Exploring the interactions of ZDDP additive with hematite surfaces: a DFT+Ustudy.

Abstract

The class of zinc dialkyldithiophosphates (ZDDPs) has been the most widely used anti-wear additive class in the automotive industry for over 60 years, yet the pathway to the generation of the protective tribofilm remains elusive. In this context, density functional theory (DFT) can be utilized to investigate the interactions between ZDDPs and materials surfaces. We employed DFT+Ucalculations to examine the electronic structure of bulk hematite and three relevant (0001) surface terminations: Fe-O-Fe, O-Fe-Fe, and HO-Fe-Fe.
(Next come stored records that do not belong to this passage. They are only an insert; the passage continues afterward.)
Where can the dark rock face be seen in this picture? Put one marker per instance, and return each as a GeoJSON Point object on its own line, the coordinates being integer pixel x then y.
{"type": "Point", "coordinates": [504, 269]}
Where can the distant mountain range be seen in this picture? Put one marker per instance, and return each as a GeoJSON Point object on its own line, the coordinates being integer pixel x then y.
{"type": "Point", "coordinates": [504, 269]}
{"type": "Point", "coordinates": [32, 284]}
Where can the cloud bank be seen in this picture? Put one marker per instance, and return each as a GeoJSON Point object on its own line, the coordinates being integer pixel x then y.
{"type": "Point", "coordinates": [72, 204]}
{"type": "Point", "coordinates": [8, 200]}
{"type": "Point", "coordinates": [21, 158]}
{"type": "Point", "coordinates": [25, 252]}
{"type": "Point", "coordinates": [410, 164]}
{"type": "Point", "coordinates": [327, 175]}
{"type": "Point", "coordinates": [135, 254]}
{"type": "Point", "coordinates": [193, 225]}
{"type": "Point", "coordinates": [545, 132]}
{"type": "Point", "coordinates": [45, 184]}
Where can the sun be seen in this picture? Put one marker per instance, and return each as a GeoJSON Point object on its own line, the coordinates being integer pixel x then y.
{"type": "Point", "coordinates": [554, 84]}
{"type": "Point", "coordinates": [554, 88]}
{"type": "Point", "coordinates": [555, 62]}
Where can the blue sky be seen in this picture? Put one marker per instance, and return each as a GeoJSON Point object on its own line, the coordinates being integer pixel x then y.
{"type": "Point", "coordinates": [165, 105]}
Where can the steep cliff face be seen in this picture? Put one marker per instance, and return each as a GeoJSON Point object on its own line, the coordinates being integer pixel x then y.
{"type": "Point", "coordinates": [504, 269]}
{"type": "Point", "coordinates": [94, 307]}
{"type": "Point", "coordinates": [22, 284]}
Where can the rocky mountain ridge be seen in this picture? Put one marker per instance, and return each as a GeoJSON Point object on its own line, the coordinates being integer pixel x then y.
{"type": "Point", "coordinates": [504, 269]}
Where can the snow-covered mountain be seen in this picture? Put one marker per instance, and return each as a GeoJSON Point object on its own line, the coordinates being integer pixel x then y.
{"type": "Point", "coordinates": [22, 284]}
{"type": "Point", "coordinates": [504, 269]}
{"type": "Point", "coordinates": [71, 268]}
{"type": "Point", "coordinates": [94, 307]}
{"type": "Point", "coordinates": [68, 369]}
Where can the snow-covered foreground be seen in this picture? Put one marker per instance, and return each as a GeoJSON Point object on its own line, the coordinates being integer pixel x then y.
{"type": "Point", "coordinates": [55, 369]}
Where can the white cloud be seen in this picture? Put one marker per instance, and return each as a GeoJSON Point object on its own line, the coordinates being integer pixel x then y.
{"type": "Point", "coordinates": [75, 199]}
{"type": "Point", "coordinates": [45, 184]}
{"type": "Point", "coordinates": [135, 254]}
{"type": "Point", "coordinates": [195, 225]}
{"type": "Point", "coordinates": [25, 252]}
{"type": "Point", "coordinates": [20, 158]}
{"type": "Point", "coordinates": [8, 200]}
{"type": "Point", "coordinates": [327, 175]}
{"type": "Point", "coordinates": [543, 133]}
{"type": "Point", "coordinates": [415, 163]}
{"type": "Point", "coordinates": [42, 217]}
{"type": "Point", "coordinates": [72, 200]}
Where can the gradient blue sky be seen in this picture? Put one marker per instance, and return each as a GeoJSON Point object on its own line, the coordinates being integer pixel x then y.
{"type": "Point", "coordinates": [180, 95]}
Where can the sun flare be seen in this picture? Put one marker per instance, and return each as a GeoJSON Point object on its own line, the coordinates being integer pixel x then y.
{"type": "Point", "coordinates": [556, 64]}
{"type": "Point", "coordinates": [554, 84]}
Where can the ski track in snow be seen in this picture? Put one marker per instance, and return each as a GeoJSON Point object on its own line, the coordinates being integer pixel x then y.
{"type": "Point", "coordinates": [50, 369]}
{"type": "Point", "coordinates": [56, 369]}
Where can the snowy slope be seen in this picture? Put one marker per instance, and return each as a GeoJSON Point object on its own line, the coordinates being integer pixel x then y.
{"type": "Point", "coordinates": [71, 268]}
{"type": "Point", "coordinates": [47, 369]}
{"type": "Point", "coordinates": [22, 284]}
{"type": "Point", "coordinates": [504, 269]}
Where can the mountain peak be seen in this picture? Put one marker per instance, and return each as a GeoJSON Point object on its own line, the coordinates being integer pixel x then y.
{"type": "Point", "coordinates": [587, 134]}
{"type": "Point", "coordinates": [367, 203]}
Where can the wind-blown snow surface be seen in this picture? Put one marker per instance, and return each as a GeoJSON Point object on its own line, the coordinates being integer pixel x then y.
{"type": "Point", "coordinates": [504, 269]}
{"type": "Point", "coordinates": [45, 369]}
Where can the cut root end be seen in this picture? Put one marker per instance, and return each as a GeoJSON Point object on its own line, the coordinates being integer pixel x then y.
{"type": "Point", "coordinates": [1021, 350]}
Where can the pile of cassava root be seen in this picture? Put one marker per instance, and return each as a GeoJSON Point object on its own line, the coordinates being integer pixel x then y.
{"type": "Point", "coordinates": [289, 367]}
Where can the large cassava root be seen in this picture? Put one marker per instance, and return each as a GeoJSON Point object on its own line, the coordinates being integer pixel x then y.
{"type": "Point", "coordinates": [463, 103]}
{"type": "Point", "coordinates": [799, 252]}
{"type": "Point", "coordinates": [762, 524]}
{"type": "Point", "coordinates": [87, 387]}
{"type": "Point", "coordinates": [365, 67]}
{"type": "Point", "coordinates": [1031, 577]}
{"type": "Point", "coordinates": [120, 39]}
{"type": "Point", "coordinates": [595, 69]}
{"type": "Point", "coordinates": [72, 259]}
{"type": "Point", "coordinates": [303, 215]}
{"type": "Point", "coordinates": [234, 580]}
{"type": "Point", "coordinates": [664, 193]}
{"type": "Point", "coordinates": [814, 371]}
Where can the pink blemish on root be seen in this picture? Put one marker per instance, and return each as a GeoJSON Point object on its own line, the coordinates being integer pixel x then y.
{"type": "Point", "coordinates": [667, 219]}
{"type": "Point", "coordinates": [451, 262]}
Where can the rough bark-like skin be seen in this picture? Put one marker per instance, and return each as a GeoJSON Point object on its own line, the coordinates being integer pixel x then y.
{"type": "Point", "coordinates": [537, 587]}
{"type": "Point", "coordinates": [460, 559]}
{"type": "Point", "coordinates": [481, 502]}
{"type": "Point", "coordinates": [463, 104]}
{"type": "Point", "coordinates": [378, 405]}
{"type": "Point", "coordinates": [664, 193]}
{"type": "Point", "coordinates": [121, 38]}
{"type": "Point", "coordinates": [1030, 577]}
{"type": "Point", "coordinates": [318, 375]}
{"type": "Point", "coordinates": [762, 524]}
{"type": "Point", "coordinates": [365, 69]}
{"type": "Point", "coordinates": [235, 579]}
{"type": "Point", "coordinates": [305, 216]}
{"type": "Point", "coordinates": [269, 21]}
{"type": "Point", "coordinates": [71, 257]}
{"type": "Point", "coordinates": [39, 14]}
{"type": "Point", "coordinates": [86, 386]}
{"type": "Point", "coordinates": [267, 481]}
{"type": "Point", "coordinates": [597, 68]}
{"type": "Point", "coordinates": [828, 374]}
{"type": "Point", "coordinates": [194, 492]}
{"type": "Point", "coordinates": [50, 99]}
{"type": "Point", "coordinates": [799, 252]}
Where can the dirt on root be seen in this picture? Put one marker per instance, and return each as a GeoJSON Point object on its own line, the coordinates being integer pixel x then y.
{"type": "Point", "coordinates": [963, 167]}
Our results demonstrate that, while the Fe-O-Fe and HO-Fe-Fe slabs are insulating, the O-Fe-Fe terminated slab is metallic due to the formation of surface states from O dangling bonds. Additionally, we found that ZDDP binds more strongly on the Fe-O-Fe slab, leading to changes in ZDDP geometry and atomic charges. Minimal changes are observed when bound to the other surfaces. We have provided an in-depth study of the electronic structure of hematite and its surfaces, and their interaction with ZDDP. We include a detailed study of the first-principles Hubbard U and Hund J for Fe 3d orbitals in bulk hematite, finding a negligible self-consistency effect but a significant projector dependence. The new insights from this work provide a new path that can be used to understand the decomposition pathways of ZDDPs on metallic surfaces.